Mail an die Stadt blieb unbeantwortet

Mails an die Stadt mit der Bitte um Unterstützung in Form von Alltagshelfern wie bei den Kitas oder Desinfektionsmittel und Seife seien unbeantwortet geblieben. Die Mehrkosten müsse sie alleine tragen. Dabei stelle die Stadt die Tagespflege immer mit der Betreuung in einer Kita gleich, setze zu Recht hohe Ansprüche an die Tageseltern. „Wir sind ein verlässlicher Stützpfeiler in der Kinderbetreuung in Herne", sagt Ursula Hemmerich. Da hätte sie sich ein bisschen mehr Unterstützung gewünscht. „Ich fühle mich manchmal allein gelassen.“

So geht es auch Britta Hennig. Sie stellt stellvertretend für die Herner Tageseltern zwei Forderungen, um die Tagesmütter zu entlasten: „Alle kranken, symptomatischen Kinder müssen getestet werden.“ Schnupfen und Husten sei bei den Kleinkindern derzeit keine Seltenheit. Beim Kinderarzt würden die Kinder aber ohne Test häufig gesund geschrieben und sie habe keine Handhabe. Das Kind dürfe wieder in die Betreuung kommen.

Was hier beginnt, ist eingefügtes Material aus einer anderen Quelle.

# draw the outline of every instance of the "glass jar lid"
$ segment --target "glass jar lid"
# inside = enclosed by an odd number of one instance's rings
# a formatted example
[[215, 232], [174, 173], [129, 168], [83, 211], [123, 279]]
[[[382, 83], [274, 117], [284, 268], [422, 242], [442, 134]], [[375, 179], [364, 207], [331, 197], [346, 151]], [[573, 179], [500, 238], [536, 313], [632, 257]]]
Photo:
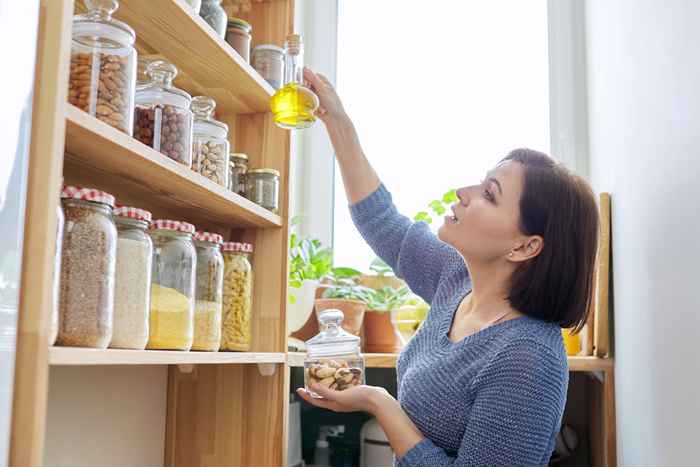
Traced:
[[250, 32], [253, 30], [253, 26], [251, 26], [251, 24], [248, 21], [234, 17], [228, 19], [228, 27], [240, 29], [242, 31], [247, 32], [248, 34], [250, 34]]
[[230, 154], [231, 161], [236, 162], [236, 164], [243, 164], [247, 165], [248, 164], [248, 155], [243, 154], [242, 152], [232, 152]]
[[192, 235], [195, 229], [194, 225], [189, 222], [158, 219], [151, 224], [151, 230], [169, 230], [171, 232], [182, 232]]
[[343, 312], [329, 309], [318, 316], [321, 332], [306, 341], [310, 358], [333, 357], [360, 353], [360, 338], [350, 334], [341, 327]]
[[104, 204], [111, 208], [114, 207], [114, 196], [94, 188], [66, 185], [63, 187], [63, 190], [61, 190], [61, 198], [92, 201], [93, 203]]
[[208, 96], [195, 96], [190, 105], [194, 113], [193, 131], [197, 134], [214, 136], [216, 138], [226, 138], [228, 136], [228, 125], [214, 119], [214, 109], [216, 101]]
[[253, 47], [253, 53], [257, 52], [271, 52], [270, 55], [277, 55], [280, 59], [284, 57], [284, 49], [274, 44], [260, 44]]
[[194, 239], [197, 242], [213, 243], [217, 246], [221, 245], [224, 242], [224, 238], [218, 233], [204, 232], [202, 230], [198, 230], [197, 232], [195, 232]]
[[73, 19], [73, 39], [83, 45], [104, 45], [107, 39], [116, 46], [133, 46], [136, 33], [128, 24], [112, 18], [119, 8], [117, 0], [85, 0], [87, 12]]
[[275, 178], [279, 178], [280, 173], [275, 169], [251, 169], [247, 175], [272, 175]]
[[252, 253], [253, 245], [241, 242], [224, 242], [221, 249], [227, 253]]
[[124, 217], [127, 219], [136, 219], [138, 221], [144, 221], [151, 223], [151, 213], [145, 209], [132, 208], [129, 206], [119, 206], [114, 210], [114, 215], [116, 217]]
[[155, 60], [148, 64], [146, 73], [151, 81], [136, 91], [136, 104], [165, 104], [189, 110], [192, 97], [173, 86], [177, 76], [175, 65], [165, 60]]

Forderung: Tagesmütter sollten früher geimpft werden

Zum anderen: "Wir wünschen uns von der Politik eine Höherstufung auf der Impfrangliste." Derzeit stünden sie in Kategorie 3. Im Umgang mit den Kindern könnten sie aber keinen Abstand halten. Die Impfung sei die beste Alternative zum eigenen Schutz und dem der Familie. Denn manchmal fühle es sich schon komisch an, sagt Ursula Hemmerich: "Meine eigene Familie kann ich zum Teil nicht sehen, soll aber die Kinder von acht Familien betreuen."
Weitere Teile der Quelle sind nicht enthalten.